Abstract

Introduction: We introduce the use of an endoscopic injection needle to act as a stiffener for the safe insertion of a balloon tamponade tube in a patient with a known benign upper esophageal stricture. Case Description/Methods: 61 year old male with a past medical history of NASH cirrhosis complicated by known varices, squamous cell carcinoma of the esophagus that underwent radiation therapy resulting in a known upper esophageal sphincter that had been dilated with a through the scope balloon the week prior, presented to the emergency department with complaints of hematemesis and dizziness. While in the ED, the patient begins to have massive hematemesis with associated hypotension dropping his pressures to 64/40 mmHg. The ED performs rapid sequence intubation and begins securing venous access with a central venous catheter and large bore IVs. After RSI, the patient experiences PEA arrest with presumption of cause as hemorrhagic shock. Massive transfusion protocol is initiated and. ROSC is achieved after a total 5 minutes of coding the patient, administering epinephrine, and blood. Gastroenterology attempts to perform an EGD but is met with resistance of what is a known radiation-associated stricture off the upper esophagus at approximately 20 centimeters from the incisors and the scope cannot be passed through.

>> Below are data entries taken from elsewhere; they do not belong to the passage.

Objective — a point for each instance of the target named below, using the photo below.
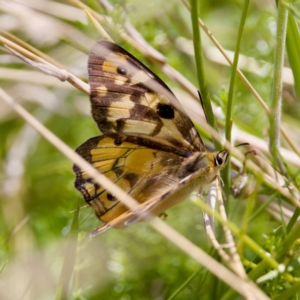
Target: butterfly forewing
(128, 99)
(150, 148)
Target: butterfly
(149, 146)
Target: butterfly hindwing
(144, 173)
(128, 99)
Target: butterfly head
(220, 158)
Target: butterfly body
(149, 146)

A blakemore is attempted to be placed for stabilization of bleeding from esophageal varices but is met by the same resistance as the scope and is coiled at the back of the oropharynx. An endoscopic needle is gathered from the travel cart and inserted into the gastric suction port of the Blakemore tube in order to stiffen the tamponade balloon. The Blakemore tube is successfully passed into the esophagus and stomach and the gastric balloon is inflated and confirmation occurs via abdominal x-ray. Patient is transferred to the IR suite for emergent TIPS with Blakemore in place (Figure 1). Discussion: A novel technique was used in this case to successfully place a Blakemore tamponade balloon into a patient with an active variceal hemorrhage who also had known esophageal stricture from radiation therapy. Unfortunately the stricture precluded timely-endoscopic interventions to the variceal bleed in an unstable patient and the decision to place a Blakemore assisted in controlling the hemorrhage enough to transfer the patient successfully to IR for TIPS.Figure 1.: Tamponade balloon with visible endoscopic needle in gastric suction channel.